Zimmerman Trolls the World

George Zimmerman is auctioning off the gun he shot Trayvon Martin with. Why, you ask?
Proceeds from the sale, Zimmerman wrote, will be used to “fight [Black Lives Matter] violence against Law Enforcement officers, ensure the demise of [Zimmerman’s prosecuting attorney] Angela Correy’s [sic] persecution career and Hillary Clinton’s anti-firearm rhetoric.”
I imagine he'll get a fair amount of money for that piece of junk he was carrying, given how much people will enjoy pulling those particular chains.

Is this troll year in American politics? It must be troll year.

7 comments:

raven said...

This is a classic! And would be a standard type of action for the left. They are unused to the opposition using this sort of response, however. The other side of the sword is being sharpened.




Grim said...

It looks like Gunbroker pulled the auction (for which I can certainly not blame them).

raven said...

aaaugh, the fun was just getting started!

Eric Blair said...

I heard it was back up again.

Well, given that Zimmerman would never have been charged, hell nobody would have heard of it, had he been named Jorge Carpintero, just like nobody has heard of Roderick Scott and Michael Cervini, I say let him troll away.

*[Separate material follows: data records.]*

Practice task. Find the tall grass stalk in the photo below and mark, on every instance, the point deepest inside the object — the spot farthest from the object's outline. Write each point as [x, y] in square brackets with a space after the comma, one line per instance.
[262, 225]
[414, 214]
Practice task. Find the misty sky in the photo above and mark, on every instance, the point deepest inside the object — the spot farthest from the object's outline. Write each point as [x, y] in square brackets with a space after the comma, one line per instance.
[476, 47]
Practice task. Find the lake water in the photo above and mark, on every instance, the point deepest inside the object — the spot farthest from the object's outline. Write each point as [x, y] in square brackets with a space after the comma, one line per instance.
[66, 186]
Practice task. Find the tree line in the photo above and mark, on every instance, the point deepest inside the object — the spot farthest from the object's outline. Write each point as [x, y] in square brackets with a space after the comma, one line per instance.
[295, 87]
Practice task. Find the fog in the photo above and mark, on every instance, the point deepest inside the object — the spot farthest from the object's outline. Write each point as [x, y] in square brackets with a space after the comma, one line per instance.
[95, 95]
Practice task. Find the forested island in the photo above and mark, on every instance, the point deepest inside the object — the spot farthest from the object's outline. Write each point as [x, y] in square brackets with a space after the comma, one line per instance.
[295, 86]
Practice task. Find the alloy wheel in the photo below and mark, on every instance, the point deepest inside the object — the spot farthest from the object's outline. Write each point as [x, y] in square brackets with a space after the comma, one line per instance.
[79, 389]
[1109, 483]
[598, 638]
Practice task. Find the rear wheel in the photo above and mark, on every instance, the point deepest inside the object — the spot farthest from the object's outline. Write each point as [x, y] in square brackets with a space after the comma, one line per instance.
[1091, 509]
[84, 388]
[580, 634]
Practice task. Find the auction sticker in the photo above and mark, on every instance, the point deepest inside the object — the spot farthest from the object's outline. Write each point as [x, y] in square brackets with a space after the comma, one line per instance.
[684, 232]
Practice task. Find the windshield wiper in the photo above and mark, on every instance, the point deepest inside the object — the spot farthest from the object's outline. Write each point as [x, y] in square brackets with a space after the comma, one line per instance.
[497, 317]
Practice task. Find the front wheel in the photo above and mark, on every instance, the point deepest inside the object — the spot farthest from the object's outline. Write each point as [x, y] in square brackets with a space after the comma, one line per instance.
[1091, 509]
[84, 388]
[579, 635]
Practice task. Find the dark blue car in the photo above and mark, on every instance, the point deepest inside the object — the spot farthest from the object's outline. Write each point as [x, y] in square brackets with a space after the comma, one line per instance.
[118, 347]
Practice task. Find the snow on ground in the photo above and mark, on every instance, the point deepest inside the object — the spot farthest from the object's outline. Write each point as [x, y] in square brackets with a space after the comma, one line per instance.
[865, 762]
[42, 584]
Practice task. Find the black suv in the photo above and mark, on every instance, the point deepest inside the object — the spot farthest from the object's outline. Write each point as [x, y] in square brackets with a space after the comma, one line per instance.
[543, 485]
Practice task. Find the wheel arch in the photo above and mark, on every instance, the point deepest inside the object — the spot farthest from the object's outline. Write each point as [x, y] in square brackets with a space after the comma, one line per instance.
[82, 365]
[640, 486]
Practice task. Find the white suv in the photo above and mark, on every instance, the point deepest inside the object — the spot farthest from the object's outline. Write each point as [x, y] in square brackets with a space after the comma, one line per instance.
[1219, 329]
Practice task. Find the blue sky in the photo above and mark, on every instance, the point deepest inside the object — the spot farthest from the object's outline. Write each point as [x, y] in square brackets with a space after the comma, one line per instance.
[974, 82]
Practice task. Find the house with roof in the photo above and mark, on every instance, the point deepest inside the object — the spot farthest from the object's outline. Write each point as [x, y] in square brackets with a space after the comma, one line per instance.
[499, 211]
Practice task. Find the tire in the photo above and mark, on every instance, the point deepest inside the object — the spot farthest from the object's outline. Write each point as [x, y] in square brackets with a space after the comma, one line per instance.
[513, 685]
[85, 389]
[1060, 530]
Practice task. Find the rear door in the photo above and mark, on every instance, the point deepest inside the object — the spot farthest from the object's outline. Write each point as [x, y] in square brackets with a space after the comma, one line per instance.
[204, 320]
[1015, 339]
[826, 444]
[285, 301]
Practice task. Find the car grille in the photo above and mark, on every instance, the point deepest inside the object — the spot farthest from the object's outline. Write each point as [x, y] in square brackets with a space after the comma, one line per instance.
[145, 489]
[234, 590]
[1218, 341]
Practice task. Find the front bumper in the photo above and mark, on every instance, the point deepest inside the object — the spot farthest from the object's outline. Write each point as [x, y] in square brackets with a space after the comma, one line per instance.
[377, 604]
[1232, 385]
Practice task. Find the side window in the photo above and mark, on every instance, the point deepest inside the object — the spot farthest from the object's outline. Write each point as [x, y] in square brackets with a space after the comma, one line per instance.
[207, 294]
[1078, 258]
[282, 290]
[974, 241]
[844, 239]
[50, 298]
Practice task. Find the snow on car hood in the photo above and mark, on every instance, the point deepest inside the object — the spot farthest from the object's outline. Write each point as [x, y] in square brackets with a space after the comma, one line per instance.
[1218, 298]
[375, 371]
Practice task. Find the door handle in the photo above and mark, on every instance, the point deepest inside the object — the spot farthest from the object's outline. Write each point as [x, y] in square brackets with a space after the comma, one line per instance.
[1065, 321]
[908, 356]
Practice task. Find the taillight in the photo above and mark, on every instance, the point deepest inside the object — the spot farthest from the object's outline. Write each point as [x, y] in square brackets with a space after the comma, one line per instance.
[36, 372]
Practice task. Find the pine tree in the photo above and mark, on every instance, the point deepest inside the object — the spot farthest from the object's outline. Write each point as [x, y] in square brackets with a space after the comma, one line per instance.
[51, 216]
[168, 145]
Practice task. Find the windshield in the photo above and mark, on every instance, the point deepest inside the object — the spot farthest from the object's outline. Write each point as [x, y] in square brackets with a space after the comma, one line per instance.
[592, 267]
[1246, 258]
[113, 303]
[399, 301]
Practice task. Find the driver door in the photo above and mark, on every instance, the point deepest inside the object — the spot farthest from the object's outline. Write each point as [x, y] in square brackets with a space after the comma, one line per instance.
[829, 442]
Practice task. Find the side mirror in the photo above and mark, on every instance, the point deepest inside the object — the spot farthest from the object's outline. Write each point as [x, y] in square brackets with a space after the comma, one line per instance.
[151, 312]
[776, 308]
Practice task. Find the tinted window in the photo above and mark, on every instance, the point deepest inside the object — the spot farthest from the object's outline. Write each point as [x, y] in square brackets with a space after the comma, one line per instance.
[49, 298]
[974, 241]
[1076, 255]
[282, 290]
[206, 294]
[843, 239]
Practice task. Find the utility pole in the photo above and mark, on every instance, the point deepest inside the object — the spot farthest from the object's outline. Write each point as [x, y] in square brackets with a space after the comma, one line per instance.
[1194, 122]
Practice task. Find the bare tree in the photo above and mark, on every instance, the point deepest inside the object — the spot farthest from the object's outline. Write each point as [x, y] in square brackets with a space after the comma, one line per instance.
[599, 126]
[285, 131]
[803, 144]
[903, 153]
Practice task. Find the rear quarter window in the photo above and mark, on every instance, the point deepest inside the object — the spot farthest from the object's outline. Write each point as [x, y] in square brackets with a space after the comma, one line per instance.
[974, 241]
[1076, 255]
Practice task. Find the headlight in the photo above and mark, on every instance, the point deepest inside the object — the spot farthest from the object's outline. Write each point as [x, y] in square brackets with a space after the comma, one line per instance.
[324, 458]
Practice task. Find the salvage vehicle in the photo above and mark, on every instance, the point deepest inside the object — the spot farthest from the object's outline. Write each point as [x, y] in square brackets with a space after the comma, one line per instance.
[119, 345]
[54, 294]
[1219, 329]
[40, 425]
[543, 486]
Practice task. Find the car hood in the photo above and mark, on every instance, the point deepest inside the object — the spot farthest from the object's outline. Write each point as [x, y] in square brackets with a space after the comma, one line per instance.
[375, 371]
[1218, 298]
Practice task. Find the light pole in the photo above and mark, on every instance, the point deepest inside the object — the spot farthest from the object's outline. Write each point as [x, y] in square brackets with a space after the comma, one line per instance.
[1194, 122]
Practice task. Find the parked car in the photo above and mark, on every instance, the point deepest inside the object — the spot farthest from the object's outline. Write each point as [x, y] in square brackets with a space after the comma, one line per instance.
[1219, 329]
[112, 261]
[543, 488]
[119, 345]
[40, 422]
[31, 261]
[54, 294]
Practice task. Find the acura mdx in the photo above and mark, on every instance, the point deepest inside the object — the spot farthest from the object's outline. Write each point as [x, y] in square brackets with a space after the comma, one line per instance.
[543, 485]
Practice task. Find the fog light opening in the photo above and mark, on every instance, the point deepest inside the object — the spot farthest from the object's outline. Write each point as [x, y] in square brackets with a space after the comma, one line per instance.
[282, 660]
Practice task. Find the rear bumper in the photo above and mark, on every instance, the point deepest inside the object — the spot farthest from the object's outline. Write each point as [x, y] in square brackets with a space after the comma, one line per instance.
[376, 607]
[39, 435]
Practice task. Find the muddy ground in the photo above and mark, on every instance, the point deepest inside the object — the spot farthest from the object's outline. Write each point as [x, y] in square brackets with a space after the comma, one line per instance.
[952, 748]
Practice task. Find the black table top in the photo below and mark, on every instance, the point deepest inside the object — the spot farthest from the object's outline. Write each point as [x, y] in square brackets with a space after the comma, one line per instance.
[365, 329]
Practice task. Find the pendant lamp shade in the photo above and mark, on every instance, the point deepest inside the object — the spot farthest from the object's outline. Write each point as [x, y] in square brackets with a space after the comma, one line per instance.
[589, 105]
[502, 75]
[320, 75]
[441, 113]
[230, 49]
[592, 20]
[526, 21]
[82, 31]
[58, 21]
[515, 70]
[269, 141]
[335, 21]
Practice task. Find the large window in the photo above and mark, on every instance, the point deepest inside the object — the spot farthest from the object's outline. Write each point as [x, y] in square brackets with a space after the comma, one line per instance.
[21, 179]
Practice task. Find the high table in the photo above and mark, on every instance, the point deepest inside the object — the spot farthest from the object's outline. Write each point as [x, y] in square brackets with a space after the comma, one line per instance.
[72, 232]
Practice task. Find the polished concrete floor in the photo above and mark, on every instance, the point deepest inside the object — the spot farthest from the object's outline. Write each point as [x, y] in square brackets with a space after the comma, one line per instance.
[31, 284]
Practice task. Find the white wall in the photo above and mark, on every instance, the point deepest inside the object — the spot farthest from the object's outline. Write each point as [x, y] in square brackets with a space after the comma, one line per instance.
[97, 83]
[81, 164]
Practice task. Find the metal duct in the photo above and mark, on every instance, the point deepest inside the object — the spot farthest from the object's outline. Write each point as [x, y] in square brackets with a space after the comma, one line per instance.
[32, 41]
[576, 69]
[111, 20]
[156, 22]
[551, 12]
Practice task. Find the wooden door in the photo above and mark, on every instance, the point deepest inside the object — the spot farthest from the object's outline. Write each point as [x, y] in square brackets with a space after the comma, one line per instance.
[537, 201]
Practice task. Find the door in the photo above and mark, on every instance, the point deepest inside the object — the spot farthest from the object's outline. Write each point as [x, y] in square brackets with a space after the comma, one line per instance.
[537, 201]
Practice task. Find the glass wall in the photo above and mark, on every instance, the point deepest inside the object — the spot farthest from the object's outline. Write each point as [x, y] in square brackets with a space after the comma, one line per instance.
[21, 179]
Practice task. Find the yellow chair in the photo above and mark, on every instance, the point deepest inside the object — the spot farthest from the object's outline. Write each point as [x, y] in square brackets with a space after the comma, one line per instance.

Assistant Village Idiot said...

I have discussed more than once why we all pick the wrong hills to die on. No reasonable activist for African-American causes would have picked Trayvon as his poster child, and no reasonable reverse-racism crusader would have picked Zimmerman. But that is precisely why they were picked. Like the Nigerian email scams that want to locate the absolute suckers rather than the merely curious, so political causes want to identify who's going to be in the foxhole with you, even when you are a little nuts.

E Hines said...

Apparently, during the initial effort to auction the piece, bids reached $65 million. That personage--using the pseudonym Racist McShootface should be tracked down and required to make good on his commitment. Or do time in the slammer for his fraud.

Eric Hines

MikeD said...

Failure to pay in an online auction doesn't constitute fraud, unless the tendered payment fails to clear after the item is shipped. Bids that are not honored on eBay, for example, at worst become a single negative feedback. At worst, a history of negative feedbacks can cause an account to be banned by eBay, but with a new email address, such a person could easily create a new account. I'm not sure I'd like the government to punish people for bad bids on a private electronic auction site (so long as no goods actually change hands, that is... theft by deception should, of course, remain a crime).